For bishops and clergy, that means more unity and more explicit teaching of the truth in love. For Catholic institutions, it means greater commitment to Catholic identity.

And, for all of us, it means a deep coherence between knowing our Catholic teaching with our minds, truly believing it in our hearts, practicing it with our lives and passing it along to our family and friends.

There are some small signs that these inward changes are beginning.

The threats against our religious freedom seem to be a catalyst of unity, at least on the principle of defending our first freedom.

A Knights of Columbus-Marist survey in May found that 72% of Catholics agreed that “freedom of religion should be protected,” and a majority of Catholics agreed that, for religious reasons, “medical professionals, hospitals or insurance companies should … be allowed to opt out” of providing abortion, contraception, in vitro fertilization and medications that assist the terminally ill to die more quickly.

Yet there is still a long way to go.

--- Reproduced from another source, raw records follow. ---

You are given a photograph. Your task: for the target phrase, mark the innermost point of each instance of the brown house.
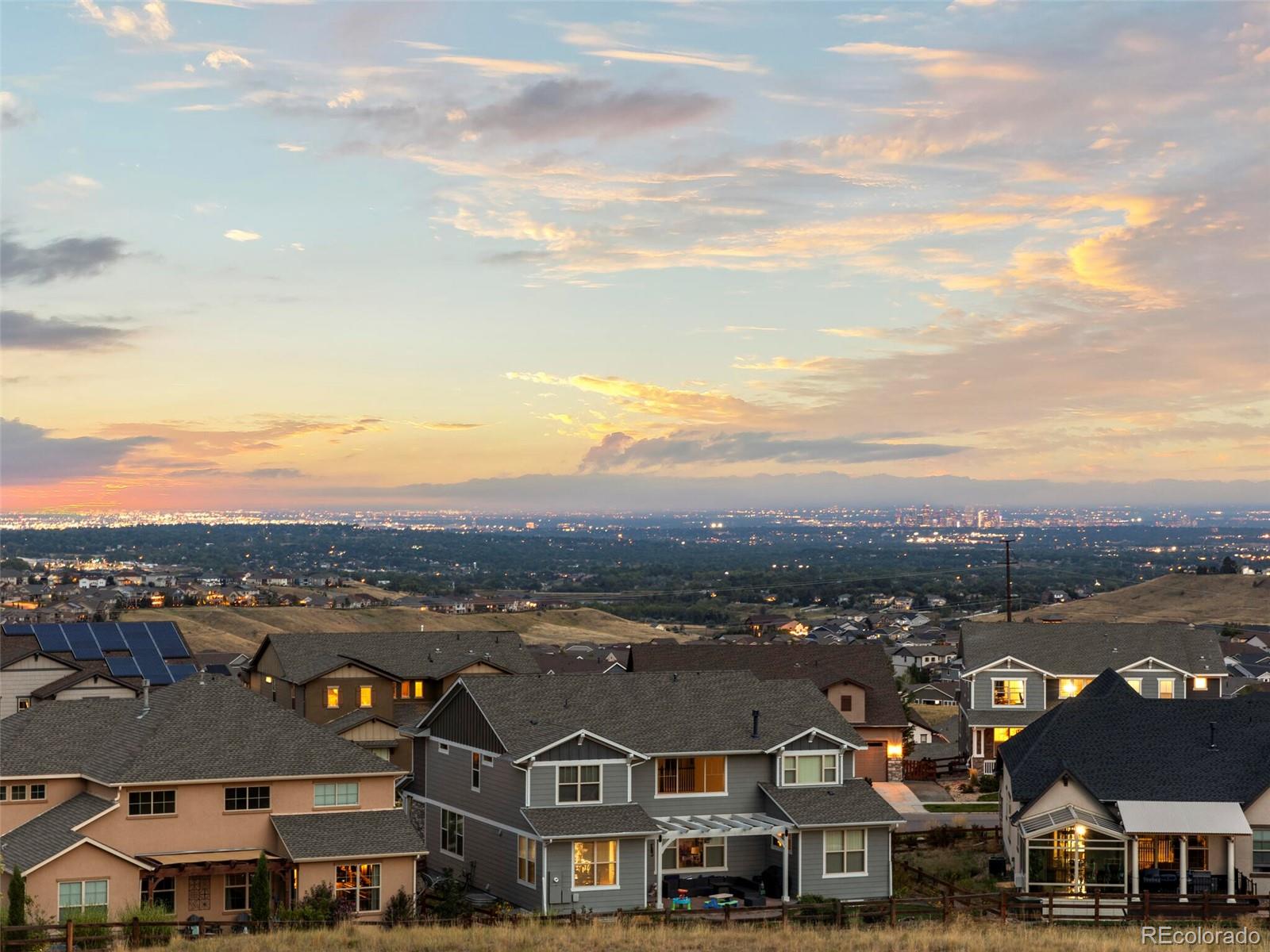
(857, 679)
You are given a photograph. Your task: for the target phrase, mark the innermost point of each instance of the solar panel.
(124, 666)
(110, 638)
(51, 638)
(83, 644)
(168, 640)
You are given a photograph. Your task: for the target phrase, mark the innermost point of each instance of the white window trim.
(618, 866)
(836, 754)
(1022, 702)
(696, 869)
(687, 797)
(441, 835)
(825, 854)
(533, 844)
(579, 765)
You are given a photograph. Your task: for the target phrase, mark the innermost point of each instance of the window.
(526, 861)
(595, 863)
(360, 884)
(80, 898)
(845, 854)
(677, 776)
(247, 797)
(1071, 687)
(578, 784)
(152, 803)
(452, 833)
(1261, 850)
(237, 886)
(1009, 692)
(810, 768)
(696, 854)
(336, 793)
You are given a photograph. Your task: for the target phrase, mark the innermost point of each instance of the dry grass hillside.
(1170, 598)
(221, 628)
(930, 937)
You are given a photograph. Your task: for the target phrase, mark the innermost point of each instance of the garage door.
(872, 763)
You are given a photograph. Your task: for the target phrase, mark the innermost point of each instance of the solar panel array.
(150, 647)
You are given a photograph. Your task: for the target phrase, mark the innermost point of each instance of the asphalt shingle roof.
(654, 714)
(1126, 747)
(552, 822)
(50, 833)
(404, 654)
(196, 729)
(347, 833)
(823, 666)
(855, 801)
(1085, 649)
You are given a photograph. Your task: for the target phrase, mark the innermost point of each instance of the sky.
(276, 254)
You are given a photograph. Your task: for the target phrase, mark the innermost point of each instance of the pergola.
(676, 828)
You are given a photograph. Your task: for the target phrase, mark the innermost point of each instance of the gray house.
(575, 791)
(1013, 673)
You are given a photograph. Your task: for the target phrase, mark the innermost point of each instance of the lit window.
(1009, 692)
(578, 784)
(844, 852)
(360, 886)
(595, 863)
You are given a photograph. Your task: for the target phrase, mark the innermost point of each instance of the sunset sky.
(272, 254)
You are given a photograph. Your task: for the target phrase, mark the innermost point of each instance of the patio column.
(1181, 869)
(1230, 869)
(785, 869)
(1133, 865)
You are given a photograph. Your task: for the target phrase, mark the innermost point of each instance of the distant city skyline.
(634, 255)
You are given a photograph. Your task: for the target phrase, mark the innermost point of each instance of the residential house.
(366, 687)
(1119, 793)
(855, 678)
(173, 797)
(1013, 673)
(573, 791)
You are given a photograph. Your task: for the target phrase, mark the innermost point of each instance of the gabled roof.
(825, 666)
(346, 835)
(403, 654)
(1083, 649)
(50, 833)
(653, 714)
(1126, 747)
(181, 738)
(852, 803)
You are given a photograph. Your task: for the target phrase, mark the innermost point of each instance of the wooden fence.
(1054, 909)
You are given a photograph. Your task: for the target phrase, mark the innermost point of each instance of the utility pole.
(1010, 589)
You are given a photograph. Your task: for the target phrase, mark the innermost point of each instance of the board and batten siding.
(810, 865)
(543, 784)
(633, 869)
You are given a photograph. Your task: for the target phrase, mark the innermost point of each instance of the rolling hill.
(221, 628)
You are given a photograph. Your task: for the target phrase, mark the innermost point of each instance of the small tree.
(17, 912)
(262, 895)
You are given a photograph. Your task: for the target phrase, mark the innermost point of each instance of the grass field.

In the same survey, 83% of Catholic said they believe it’s morally acceptable to use contraception to avoid pregnancy, and 53% said same-sex “marriage” is morally acceptable.

Archbishop Chaput’s words July 4 at the Mass closing the Fortnight for Freedom are a clarion call to all of us.

“Every Christian in every era faces the same task,” he said. “But you and I are responsible for this moment. … We need to “speak out,” not only for religious liberty and the ideals of the nation we love, but for the sacredness of life and the dignity of the human person — in other words, for the truth of what it means to be made in the image and likeness of God.”

In the months leading up to the Year of Faith, which begins in October, let’s truly prepare for it by renewing our commitment to the teachings of the Church.

And let’s pray for God’s help to truly live our religious freedom through coherent lives of faith in which we share the responsibility in our efforts to transform the world around us.